In the past, foreign trusts used to be considered as a tool used by people with high purchasing power to hide their assets abroad. However, foreign trust represents a legal and intelligent way to protect your assets, diversify your holdings and secure the future of new generations.
See the characteristics of an offshore trust and the six specific benefits at offShoreCitizen.net for more information.
A trust is a structure to which assets are transferred. The party responsible for placing the assets in a trust is known as a “trustee”, and the party responsible for administering those assets is known as a “trustee”. A “beneficiary” is the third party that will receive the financial assets or benefits in the future.
A foreign trust works in exactly the same way as a domestic trust, except that it is located in another country. This means that the assets, in addition to being separated from the trustor, are located in a foreign location.
One of the reasons for establishing a foreign trust is to transfer some or all of your assets. There are several reasons why many people do not want to be legally linked to their assets.
Instead of trying to sell those assets, they can be transferred directly to a foreign trust. Once sent to the trust, those assets no longer belong to the trustor nor are they under its control.

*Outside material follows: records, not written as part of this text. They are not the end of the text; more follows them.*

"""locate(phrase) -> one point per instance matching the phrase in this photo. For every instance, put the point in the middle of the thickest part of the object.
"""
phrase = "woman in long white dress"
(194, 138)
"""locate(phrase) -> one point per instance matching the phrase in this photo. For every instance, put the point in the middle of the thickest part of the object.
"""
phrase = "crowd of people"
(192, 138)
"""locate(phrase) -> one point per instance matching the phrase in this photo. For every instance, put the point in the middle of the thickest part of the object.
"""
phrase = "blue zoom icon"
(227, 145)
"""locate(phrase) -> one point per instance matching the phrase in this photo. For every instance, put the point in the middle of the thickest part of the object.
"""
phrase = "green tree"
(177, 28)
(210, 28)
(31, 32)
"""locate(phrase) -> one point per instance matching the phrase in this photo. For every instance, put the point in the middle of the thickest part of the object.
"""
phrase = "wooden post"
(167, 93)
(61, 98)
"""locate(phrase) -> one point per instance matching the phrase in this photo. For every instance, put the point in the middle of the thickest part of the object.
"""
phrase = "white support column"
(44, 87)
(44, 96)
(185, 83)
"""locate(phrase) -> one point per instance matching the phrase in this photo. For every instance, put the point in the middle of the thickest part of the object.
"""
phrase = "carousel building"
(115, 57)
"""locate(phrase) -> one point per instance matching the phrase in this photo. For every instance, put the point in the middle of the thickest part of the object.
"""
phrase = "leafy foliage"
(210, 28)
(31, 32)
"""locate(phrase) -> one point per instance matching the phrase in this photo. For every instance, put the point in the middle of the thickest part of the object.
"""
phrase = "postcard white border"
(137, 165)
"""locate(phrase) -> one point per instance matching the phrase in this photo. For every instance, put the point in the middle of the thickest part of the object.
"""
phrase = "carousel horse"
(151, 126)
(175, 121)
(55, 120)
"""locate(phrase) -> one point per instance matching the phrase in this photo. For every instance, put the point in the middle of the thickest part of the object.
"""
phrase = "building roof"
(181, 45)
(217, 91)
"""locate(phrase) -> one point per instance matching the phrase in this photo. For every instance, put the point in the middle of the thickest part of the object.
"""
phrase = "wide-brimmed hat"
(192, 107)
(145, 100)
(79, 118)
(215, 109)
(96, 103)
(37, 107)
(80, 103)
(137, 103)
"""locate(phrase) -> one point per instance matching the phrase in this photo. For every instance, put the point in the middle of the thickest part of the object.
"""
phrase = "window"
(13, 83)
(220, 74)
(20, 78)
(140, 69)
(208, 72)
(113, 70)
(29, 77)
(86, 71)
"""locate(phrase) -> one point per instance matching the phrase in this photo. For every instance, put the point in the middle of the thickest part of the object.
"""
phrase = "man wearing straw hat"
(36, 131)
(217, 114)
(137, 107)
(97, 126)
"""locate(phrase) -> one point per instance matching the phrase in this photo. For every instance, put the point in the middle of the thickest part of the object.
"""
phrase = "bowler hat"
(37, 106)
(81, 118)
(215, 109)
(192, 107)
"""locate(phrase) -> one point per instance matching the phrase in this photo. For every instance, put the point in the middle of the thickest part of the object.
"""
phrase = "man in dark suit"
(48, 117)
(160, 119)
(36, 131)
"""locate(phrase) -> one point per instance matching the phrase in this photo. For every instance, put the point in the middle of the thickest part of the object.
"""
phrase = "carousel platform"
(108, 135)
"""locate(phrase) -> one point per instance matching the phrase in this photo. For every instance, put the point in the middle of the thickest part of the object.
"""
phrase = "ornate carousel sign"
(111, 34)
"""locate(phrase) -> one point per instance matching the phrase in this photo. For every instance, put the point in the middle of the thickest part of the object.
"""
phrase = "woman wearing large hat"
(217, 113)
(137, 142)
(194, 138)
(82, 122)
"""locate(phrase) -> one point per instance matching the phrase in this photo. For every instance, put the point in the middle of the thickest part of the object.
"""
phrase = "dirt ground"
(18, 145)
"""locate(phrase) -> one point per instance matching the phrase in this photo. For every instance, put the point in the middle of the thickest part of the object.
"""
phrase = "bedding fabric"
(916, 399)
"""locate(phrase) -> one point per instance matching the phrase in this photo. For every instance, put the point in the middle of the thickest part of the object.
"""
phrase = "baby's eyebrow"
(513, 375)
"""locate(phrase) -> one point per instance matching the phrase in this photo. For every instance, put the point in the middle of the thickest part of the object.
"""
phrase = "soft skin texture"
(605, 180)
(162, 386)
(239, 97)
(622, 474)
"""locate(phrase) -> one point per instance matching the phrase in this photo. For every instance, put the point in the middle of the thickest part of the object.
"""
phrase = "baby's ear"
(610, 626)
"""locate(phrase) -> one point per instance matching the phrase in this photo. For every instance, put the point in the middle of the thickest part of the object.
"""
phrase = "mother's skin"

However, you can establish a foreign trust with specific intention guidelines to ensure that the assets are managed in the manner you consider most appropriate in the future.
In the United States alone, there are more than one million bankruptcy cases formally declared every year. Bankruptcies can be for individuals or for entire corporations. Many people fear them, but bankruptcy does not necessarily imply a failure. Instead, it can be an opportunity to restructure, pay off debts or explore new possibilities for growth.
However, many people and businesses want to protect certain assets in case of possible bankruptcy. Once the assets are in foreign trust, they will no longer be in your name. Therefore, they can be exempt from any bankruptcy proceedings.
Risk management should be the central axis of any financial strategy. Although no one wants to contemplate the possibility of assets being frozen or having to deal with a divorce, those events can happen.
As long as the assets are in your name and are maintained in domestic investment structures, they run the risk of being confiscated or penalized. To prevent this from happening, a foreign trust can be beneficial. As their assets are not in their name or controlled by a domestic jurisdiction, they are also far from the reach of those who want to confiscate them.